Brian Alexander, an analyst with Raymond James Financial Centre, on Wednesday wrote that the EMC-Lenovo partnership might "suggest that the relationship between EMC and Cisco has become more tenuous as Cisco offers servers that are sold in conjunction with EMC storage as part of Vblock."
But, Rod Mathews, senior director of new business development for EMC, said Cisco and Lenovo servers offer different types of use cases.
"Cisco focuses on data centre infrastructures," Mathews said. "Lenovo is more focused on the volume side. They are complementary partnerships. There are great use cases for both. Customers at the end of the day will choose what server platforms to use. But in our view, Cisco and Lenovo have two different focuses."
Cisco agrees, according to a Cisco spokesperson who stated: "Lenovo and Cisco play in completely different segments of the server market. The announcement will not impact our close partnership with EMC.”
EMC will specify Lenovo servers in EMC's VSPEX reference converged infrastructure solutions. With VSPEX, EMC is starting to offer a series of blueprints that specify how channel partners can configure server, storage and networking combinations to meet customer requirements for specific applications.
"Our plan is to build in Lenovo servers as part of the blueprint," Mathews said. "We will be very focused on Lenovo servers. Customers at their own discretion can select other servers. But, it will be natural for many of our partners to use Lenovo servers.
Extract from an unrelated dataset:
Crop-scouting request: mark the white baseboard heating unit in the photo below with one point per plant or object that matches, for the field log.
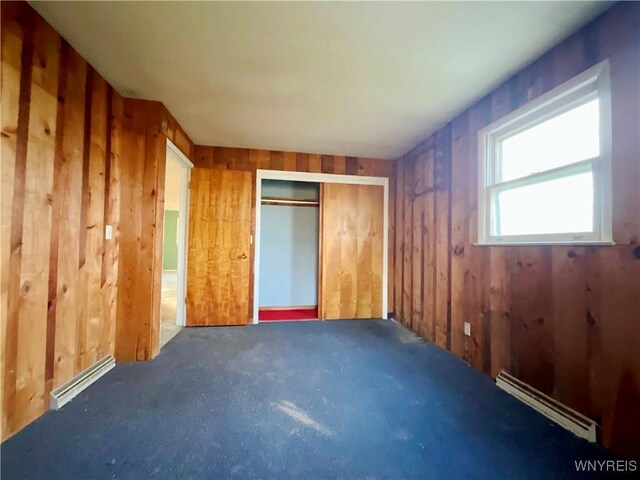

A large number of our VSPEX channel partners already work with Lenovo in North America."
Mathews said he could not be specific about how many of EMC's solution providers also partner with Lenovo.
EMC will not jointly market or sell the Lenovo servers, Mathews said.
"But, VSPEX and how we roll it out will be a kind of joint marketing," he said. "As Lenovo brings these servers to market, we'll turn on our marketing materials."
For Lenovo, this becomes a potentially huge opportunity to grow its North American server business, a business that has not done well in the wake of Lenovo's late 2004 acquisition of IBM's PC Division.
"We've been clear on the need to expand our server business beyond China," said Peter Hortensius, senior vice president of Lenovo and president of the company's product group.
"We needed to expand our product offering and our marketing capabilities. Over time, we'll see more efforts as we build this out. This is a statement about growing our server business."
The data centre has traditionally been a series of storage, server and networking silos and virtualisation is breaking those silos down and making multiple strategic relationships between different vendors possible, Presidio’s Kaplan said.
"Today, servers, storage and networking are getting more intertwined," he said. "And, the demand for new technology is expanding as the technology itself expands. There's a lot more opportunities for partnerships. So, I don't see a change in Cisco's and EMC's relationship, at least in the short term. Same for VCE. These relationships are growing."
AJ Ragosta, vice president of sales and marketing at Varrow, solution provider and partner to EMC, Cisco and VCE, said his company remains committed to selling Cisco's UCS servers.
"I've never heard of us running into Lenovo," Ragosta said. "I see little to no overlap between Lenovo and Cisco."
Kristin Bent, Chad Berndtson and Scott Campbell contributed to this article.